Baseado em um episódio da vida de São Martinho de Tours
Martinho seguia calado rumo a Amiens, pensando sobre as coisas de Deus. A vida de soldado não lhe permitia muitos momentos como aquele, assim como deixava irregular e falho seu catecismo, o que o angustiava. O jovem queria ser batizado o quanto antes, mas as marchas, os treinos e as batalhas sempre acabavam por fazê-lo adiar o grande momento. Ainda assim, ele se esforçava para estudar suas esporádicas lições sagradas entre uma viagem e outra. Na estrada, livrava-se dos ruídos do mundo e concentrava-se apenas em Nosso Senhor, vencendo ferrenhas batalhas em sua consciência.

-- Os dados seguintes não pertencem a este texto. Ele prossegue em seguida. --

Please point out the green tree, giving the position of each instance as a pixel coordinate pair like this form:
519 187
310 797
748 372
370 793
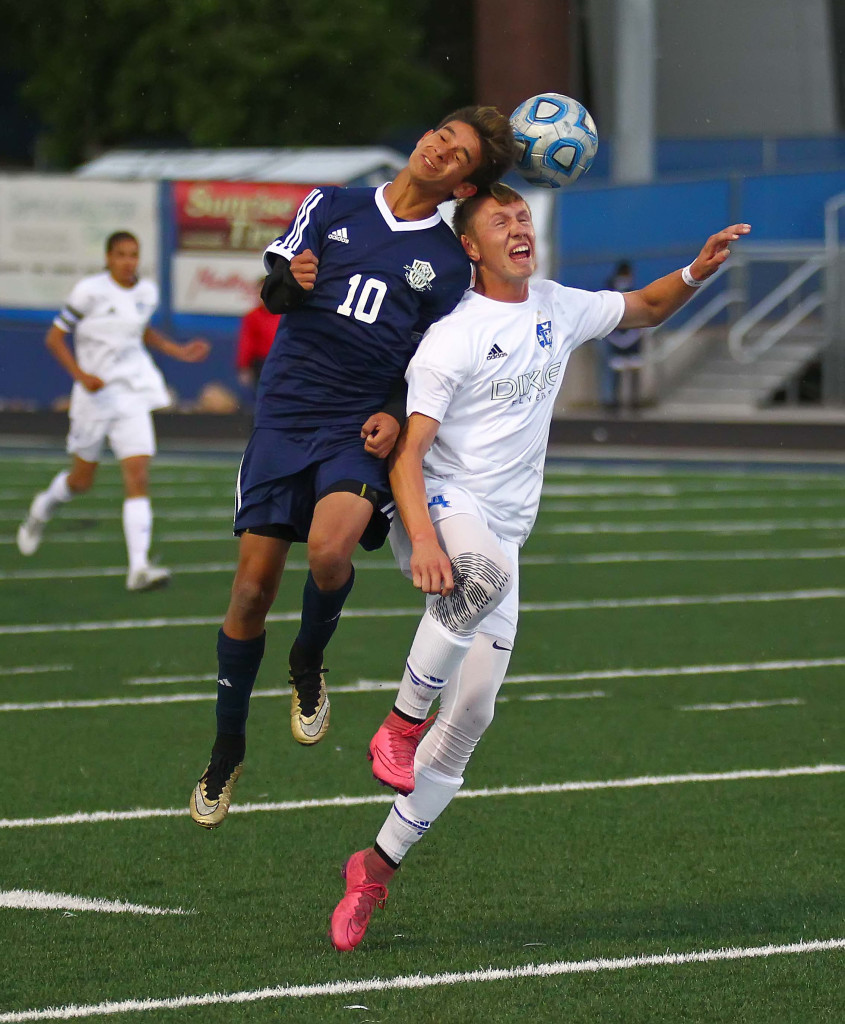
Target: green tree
227 73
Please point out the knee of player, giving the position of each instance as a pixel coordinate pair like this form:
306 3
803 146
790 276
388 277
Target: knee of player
483 581
251 594
328 559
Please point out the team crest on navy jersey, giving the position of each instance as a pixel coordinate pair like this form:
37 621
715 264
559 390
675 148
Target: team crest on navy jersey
419 274
544 334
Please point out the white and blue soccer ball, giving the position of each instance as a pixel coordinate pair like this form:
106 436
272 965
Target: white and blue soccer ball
557 139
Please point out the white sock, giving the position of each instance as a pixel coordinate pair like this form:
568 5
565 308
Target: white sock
435 654
411 816
56 494
137 528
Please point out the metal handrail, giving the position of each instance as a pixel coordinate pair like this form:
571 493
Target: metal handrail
673 340
738 332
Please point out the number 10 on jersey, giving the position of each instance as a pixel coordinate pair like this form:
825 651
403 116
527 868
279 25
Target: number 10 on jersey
368 299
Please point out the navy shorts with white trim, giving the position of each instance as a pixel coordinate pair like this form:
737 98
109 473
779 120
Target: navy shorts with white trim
284 474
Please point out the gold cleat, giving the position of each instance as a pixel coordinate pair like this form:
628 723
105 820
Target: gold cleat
212 795
309 706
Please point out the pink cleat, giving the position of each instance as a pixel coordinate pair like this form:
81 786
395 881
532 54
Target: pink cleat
366 875
392 750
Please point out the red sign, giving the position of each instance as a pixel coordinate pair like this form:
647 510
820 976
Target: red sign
236 216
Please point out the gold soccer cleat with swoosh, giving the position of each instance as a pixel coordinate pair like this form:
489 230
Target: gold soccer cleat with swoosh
212 795
309 701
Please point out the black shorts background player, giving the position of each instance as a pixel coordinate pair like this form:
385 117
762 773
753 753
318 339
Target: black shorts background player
360 273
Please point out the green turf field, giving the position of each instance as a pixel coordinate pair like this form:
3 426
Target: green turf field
651 830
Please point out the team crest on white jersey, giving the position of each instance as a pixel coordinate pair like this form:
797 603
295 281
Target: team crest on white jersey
420 274
544 334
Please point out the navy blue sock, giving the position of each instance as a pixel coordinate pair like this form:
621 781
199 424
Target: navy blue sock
238 664
321 613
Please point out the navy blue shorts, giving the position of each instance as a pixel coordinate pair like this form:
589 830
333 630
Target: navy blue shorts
284 474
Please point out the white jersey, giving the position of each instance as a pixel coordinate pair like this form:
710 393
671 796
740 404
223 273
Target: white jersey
490 372
109 323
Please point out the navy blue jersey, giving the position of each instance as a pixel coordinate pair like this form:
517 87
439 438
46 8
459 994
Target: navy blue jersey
380 283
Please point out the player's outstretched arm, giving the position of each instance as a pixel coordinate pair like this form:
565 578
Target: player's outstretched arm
651 305
57 345
430 567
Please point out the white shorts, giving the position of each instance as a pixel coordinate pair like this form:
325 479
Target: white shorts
445 501
127 435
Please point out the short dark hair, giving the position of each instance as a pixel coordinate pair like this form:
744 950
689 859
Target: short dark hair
116 238
499 150
465 208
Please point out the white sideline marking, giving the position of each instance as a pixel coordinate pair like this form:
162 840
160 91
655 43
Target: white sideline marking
675 601
606 558
418 981
744 705
26 899
706 526
543 788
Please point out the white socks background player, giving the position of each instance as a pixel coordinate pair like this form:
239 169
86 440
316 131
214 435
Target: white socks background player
137 523
452 657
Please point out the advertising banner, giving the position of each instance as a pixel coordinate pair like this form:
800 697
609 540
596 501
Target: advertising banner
222 228
225 285
53 229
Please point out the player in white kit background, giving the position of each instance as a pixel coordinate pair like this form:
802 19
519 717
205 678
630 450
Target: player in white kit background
116 387
466 477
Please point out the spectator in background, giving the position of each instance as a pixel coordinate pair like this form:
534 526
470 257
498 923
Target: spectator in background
620 355
257 332
117 386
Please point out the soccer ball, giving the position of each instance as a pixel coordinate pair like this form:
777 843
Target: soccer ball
556 137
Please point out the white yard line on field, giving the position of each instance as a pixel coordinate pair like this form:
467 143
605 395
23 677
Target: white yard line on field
32 670
110 494
96 536
368 685
674 601
422 981
113 514
373 564
699 504
543 788
587 528
377 685
28 899
687 526
744 705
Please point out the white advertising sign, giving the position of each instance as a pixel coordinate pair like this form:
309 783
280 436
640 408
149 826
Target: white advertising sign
53 229
216 284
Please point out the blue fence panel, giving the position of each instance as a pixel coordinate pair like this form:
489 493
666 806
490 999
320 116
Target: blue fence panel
615 222
789 206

Naquela manhã, batalhava contra o ressentimento que sentia do pai. Não fosse o velho oficial pagão e turrão que o alistara no exército contra sua vontade, Martinho àquela altura já seria noviço em algum mosteiro, e ainda que já houvesse aceitado a carreira militar, perdoar o velho revelava-se o desafio de sua vida. Esforçava-se, orava, meditava, e perdoava. Mas, dali a poucos dias, ou mesmo no dia seguinte, o rancor voltava a invadir seu coração.
Ia perdido naquelas lutas, já esquecido das lições do catecismo, quando se viu nas portas da cidade, onde se deparou com um mendigo tão sofrido que lhe causou piedade instantânea. Remexeu os bolsos e as roupas várias vezes, atrás de uma moeda que fosse, mas não achou nada. Seu coração apertou. Sem outros recursos, e vendo que o pobre tremia de frio, sacou sua espada, rasgou sua capa em dois pedaços, deu ao pedinte a parte maior, e entrou em Amiens.
Naquela noite, apesar da longa viagem, sentia-se leve, revigorado. Fez suas orações e dormiu logo em seguida, sem dificuldades. Pouco depois, levantou ouvindo as melodias de um coro angelical que o encantou. Olhou para os lados e não viu o acampamento, a escuridão era total. Então, uma luz intensa se fez diante dele, e aos poucos pôde distinguir a figura de Cristo revelando-se à sua frente. As vestes d’Ele eram brancas e luminosas, e foram clareando todo o ambiente, que não era o acampamento, mas um jardim com cores que Martinho nunca havia visto. Ao redor d’Ele, o jovem viu os Anjos que entoavam aquela melodia que tanto lhe agradava. Então, Martinho também notou que, sobre Suas vestes brancas, Jesus usava a mesma meia capa que naquela manhã ele havia doado ao mendigo. Sorrindo e a apontar para o rapaz, o Senhor falou a Seus Anjos:
– Eis Martinho, que, sendo ainda catecúmeno, cobriu-me com seu manto!
Toda a cena passou em segundos. Quando Martinho despertou e olhou em volta, já amanhecia, e ele estava no acampamento. A melodia angelical ainda estava em sua cabeça – na verdade, ela nunca mais a esqueceria. Levantou de um salto, já com todo um roteiro em sua mente. Ainda naquela manhã viajaria a Roma para pedir ao imperador em pessoa sua dispensa. Depois, o batismo, e então o mosteiro. Quanto a seu pai, estava definitivamente perdoado.